I was so busy driving that familiar route, reminiscing about the days when I worked at mapping pants and habitat in these wild and gorgeous landscapes, and pointing out familiar sights that I completely forgot to shoot any photos until we stopped for the first bison jam in Hayden Valley, where the herd in the photo above (about 50 adult bison, plus calves) was assiduously ignoring the roadside lined with gawkers. 


We reached Chico Hot Springs in time to stroll the grounds of the historic lodge/hot springs/spa complex, including a really lovely (and well-fenced to keep out the elk) kitchen garden, with luscious heritage tomatoes ripening in the greenhouses. Then Lauren treated us all to lunch by the hot springs, where we ate and talked until it was time for her to head north to Bozeman with Dan and Andra, and me to drive south to Gardiner for the night. 
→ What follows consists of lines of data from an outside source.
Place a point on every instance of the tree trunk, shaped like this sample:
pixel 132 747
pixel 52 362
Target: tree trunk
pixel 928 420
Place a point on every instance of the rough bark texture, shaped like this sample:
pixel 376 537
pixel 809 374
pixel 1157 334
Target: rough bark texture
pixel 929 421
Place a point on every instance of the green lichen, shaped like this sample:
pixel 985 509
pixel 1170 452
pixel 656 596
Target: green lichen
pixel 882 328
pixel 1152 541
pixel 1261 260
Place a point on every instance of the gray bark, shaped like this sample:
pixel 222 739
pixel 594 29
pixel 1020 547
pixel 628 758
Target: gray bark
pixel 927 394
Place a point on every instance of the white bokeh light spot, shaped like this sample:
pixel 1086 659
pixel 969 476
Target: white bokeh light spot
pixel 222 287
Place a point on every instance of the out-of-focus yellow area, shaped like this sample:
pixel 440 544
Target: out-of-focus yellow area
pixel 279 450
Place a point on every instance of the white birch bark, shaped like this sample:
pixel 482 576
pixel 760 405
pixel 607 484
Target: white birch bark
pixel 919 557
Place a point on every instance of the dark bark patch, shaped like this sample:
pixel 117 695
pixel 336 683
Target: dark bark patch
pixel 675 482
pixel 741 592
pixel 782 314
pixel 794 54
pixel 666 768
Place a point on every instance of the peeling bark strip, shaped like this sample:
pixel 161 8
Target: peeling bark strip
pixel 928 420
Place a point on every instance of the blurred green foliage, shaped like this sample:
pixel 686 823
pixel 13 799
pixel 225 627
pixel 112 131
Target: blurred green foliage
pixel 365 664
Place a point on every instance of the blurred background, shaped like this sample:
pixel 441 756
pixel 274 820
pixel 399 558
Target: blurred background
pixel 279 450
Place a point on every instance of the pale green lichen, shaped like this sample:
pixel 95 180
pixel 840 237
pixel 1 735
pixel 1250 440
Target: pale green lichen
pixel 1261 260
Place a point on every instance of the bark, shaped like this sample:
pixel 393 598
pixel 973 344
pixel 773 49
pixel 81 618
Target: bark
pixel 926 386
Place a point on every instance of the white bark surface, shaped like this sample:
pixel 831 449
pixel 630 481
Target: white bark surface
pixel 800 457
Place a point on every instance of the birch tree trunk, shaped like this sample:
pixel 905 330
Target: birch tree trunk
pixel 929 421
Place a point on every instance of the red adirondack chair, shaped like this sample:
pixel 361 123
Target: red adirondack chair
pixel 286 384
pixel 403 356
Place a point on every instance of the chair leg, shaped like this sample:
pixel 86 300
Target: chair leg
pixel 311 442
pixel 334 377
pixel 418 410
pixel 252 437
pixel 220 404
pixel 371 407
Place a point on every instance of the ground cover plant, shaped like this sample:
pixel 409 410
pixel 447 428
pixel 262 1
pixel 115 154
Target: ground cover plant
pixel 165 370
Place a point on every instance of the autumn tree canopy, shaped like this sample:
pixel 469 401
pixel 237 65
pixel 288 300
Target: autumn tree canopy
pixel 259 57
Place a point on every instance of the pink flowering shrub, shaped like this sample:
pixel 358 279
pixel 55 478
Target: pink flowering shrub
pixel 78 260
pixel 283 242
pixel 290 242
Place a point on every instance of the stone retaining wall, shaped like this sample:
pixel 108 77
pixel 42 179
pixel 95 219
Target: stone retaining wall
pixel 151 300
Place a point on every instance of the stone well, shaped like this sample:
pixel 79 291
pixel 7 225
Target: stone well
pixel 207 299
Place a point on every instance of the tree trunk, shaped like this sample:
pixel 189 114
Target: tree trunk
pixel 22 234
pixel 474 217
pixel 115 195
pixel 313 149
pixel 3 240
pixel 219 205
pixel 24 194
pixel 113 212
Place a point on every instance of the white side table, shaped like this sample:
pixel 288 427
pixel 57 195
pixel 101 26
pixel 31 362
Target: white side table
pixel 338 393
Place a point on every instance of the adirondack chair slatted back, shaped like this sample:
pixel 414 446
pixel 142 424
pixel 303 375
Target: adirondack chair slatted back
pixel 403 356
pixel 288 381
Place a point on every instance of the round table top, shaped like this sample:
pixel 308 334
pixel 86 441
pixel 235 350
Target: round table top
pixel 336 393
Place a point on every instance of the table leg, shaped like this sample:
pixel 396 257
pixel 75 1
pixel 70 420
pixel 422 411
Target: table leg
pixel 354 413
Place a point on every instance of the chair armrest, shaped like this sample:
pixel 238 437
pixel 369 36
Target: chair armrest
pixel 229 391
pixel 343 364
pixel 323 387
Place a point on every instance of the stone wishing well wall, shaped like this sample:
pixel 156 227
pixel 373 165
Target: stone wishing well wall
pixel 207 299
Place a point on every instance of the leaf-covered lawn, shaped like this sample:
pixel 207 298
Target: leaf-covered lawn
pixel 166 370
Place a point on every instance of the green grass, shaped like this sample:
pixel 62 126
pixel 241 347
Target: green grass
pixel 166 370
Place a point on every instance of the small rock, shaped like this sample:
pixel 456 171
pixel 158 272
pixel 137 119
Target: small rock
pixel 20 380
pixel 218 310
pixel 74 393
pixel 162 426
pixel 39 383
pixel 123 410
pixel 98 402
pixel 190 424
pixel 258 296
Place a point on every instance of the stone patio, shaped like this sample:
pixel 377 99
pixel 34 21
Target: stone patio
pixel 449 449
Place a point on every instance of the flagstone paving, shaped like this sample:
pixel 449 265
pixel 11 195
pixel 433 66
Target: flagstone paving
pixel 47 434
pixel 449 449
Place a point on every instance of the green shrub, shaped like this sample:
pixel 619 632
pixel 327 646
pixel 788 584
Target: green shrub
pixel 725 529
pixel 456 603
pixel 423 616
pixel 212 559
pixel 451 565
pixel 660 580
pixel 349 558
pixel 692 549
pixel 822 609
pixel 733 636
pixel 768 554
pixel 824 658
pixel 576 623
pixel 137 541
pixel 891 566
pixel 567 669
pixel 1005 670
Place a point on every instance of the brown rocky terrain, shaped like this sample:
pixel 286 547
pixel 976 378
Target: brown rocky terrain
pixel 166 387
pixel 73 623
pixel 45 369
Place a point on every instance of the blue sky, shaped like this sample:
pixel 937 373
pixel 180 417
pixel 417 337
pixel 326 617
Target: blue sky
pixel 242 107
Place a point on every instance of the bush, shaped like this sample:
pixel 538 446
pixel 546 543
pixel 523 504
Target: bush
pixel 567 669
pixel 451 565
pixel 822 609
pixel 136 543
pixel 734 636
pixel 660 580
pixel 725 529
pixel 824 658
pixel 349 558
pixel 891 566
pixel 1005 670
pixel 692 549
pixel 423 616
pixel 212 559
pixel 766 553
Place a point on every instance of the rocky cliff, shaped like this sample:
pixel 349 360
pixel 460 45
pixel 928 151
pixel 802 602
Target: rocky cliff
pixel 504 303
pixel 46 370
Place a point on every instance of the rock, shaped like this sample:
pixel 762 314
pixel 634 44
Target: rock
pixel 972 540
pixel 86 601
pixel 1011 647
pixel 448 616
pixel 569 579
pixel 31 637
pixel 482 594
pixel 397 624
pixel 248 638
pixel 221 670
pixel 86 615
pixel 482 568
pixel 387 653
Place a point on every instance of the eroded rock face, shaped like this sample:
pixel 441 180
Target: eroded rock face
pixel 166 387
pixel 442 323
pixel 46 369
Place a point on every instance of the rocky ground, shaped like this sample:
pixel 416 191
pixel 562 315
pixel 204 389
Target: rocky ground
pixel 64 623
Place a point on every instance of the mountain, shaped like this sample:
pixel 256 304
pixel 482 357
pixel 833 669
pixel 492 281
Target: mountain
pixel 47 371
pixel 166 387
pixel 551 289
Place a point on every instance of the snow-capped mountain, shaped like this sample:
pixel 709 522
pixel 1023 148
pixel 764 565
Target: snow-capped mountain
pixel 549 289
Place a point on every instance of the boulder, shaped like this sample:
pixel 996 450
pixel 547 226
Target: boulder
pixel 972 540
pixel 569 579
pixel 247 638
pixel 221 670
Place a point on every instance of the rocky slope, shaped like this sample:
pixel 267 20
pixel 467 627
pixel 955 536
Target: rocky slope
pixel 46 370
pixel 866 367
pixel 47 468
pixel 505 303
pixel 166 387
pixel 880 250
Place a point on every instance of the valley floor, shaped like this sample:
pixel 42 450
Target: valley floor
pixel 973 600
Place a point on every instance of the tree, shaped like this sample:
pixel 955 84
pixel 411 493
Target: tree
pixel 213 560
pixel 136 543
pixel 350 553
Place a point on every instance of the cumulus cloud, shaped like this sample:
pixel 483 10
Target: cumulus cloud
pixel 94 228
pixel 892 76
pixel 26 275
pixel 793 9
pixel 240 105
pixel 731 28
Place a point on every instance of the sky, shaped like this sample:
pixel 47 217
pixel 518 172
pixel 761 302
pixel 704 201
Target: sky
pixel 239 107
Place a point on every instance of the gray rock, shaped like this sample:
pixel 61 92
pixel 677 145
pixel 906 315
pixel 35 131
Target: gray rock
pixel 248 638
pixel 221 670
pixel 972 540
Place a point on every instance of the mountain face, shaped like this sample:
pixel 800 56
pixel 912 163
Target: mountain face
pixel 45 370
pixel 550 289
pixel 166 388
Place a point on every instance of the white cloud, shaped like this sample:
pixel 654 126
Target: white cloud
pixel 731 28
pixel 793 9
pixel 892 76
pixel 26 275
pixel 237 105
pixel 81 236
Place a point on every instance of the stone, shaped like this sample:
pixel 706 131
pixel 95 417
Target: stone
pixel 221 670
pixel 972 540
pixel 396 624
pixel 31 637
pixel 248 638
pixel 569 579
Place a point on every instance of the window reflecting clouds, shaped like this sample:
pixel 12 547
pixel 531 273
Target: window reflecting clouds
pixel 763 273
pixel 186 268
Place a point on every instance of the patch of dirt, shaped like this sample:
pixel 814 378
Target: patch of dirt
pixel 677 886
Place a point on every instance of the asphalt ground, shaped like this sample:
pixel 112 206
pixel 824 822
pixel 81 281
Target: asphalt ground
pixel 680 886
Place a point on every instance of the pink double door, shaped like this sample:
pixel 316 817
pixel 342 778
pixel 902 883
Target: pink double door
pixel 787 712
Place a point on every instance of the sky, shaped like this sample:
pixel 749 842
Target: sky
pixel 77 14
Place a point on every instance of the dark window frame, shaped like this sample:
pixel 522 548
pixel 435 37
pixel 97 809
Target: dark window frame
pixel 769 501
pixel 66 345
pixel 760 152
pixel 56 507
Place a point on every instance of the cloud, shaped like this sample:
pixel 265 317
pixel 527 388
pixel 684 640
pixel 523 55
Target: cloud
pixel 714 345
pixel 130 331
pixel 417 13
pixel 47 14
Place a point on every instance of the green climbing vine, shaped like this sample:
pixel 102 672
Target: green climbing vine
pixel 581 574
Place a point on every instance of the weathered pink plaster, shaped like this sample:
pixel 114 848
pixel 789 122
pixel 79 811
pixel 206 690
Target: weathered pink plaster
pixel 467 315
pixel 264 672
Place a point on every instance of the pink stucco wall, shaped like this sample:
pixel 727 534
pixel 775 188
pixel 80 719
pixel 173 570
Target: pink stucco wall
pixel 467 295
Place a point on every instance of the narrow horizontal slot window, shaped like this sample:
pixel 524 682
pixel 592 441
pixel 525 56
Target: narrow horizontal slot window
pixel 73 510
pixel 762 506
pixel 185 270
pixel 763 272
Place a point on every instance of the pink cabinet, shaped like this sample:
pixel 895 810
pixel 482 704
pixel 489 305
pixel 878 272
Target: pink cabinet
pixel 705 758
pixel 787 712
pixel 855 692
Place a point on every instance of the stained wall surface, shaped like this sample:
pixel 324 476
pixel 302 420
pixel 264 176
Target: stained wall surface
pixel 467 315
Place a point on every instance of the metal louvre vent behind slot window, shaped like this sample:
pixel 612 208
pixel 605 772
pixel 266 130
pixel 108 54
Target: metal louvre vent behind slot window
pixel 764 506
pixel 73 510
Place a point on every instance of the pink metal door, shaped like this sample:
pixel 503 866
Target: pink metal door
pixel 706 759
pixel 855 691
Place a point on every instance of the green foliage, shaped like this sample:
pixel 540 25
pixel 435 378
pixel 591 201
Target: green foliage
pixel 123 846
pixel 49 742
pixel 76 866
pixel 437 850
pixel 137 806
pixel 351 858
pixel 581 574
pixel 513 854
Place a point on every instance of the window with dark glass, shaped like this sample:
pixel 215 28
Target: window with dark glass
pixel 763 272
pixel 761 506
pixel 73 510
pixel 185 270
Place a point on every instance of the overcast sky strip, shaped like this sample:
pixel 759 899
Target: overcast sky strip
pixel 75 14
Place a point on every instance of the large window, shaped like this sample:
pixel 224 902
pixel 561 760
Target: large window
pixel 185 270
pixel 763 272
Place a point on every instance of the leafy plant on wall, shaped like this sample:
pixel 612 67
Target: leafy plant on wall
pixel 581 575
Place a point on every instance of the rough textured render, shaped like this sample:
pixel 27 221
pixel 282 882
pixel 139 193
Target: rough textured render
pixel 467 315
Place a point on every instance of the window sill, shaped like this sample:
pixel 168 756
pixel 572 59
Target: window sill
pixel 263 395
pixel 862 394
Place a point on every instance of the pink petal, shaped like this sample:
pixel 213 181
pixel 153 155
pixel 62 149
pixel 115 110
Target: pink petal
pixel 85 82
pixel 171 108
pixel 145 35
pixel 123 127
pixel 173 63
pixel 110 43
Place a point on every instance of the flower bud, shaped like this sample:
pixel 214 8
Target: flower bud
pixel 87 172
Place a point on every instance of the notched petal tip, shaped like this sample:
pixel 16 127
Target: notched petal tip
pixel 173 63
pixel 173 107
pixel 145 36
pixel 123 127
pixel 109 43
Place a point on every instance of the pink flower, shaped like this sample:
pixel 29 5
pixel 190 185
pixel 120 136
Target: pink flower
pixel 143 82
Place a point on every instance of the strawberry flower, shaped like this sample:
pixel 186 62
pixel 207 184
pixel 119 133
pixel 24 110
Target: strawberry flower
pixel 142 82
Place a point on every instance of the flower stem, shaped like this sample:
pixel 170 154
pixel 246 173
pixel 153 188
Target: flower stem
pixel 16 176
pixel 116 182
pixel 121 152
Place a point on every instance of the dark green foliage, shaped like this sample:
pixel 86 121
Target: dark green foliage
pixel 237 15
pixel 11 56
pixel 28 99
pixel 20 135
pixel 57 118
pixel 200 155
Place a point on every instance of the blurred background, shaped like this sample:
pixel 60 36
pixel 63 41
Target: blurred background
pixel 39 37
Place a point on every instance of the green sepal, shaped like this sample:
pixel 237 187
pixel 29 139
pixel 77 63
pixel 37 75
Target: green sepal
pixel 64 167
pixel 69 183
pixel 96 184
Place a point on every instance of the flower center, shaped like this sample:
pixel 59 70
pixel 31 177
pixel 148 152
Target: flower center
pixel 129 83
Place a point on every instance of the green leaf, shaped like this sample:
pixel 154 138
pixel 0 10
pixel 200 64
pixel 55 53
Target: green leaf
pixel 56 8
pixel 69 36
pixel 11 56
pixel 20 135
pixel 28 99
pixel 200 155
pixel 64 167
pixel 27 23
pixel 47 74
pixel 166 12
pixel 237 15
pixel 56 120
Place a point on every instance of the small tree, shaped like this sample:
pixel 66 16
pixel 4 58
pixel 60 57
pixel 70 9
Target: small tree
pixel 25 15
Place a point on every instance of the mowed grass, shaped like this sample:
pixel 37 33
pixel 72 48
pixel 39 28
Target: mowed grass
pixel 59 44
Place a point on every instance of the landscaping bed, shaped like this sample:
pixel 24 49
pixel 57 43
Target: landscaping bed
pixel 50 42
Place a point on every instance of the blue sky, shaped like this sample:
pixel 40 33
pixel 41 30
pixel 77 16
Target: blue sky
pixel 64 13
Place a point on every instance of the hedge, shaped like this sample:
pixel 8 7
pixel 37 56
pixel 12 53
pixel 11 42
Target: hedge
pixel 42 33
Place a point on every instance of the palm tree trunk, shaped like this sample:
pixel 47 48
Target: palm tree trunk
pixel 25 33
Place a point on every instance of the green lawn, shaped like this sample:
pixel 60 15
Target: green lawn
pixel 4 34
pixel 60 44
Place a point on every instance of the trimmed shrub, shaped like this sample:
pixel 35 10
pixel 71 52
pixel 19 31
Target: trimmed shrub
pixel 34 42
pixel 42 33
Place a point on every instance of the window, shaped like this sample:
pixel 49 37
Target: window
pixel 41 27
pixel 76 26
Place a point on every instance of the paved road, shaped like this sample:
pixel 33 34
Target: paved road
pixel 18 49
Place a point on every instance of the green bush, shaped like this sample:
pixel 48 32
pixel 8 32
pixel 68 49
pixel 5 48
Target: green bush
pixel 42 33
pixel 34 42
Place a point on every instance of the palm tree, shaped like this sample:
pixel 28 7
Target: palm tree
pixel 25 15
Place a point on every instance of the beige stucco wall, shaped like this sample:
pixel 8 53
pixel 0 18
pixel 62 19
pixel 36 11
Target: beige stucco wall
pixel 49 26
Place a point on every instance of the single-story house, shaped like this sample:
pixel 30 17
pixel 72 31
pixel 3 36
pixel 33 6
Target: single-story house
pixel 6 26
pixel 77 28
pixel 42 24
Paradise Valley near Chico Hot Springs this afternoon…


After a summer of intense activity, I have absolutely nothing on my schedule for the next few days. I need to be home by Friday–my 59th birthday–but between now and then I have the rare luxury of time to wander these beloved landscapes, let my mind empty of deadlines and schedules and destinations, and think about the next book. 


I’ll also be thinking about Bless the Birds, which my agent submitted to what she calls “the first round of lucky editors” last week. Please wish me and that story of my heart whole boatloads of good luck in finding a great publisher! 


Blessings to you all, and thanks for walking this journey with me.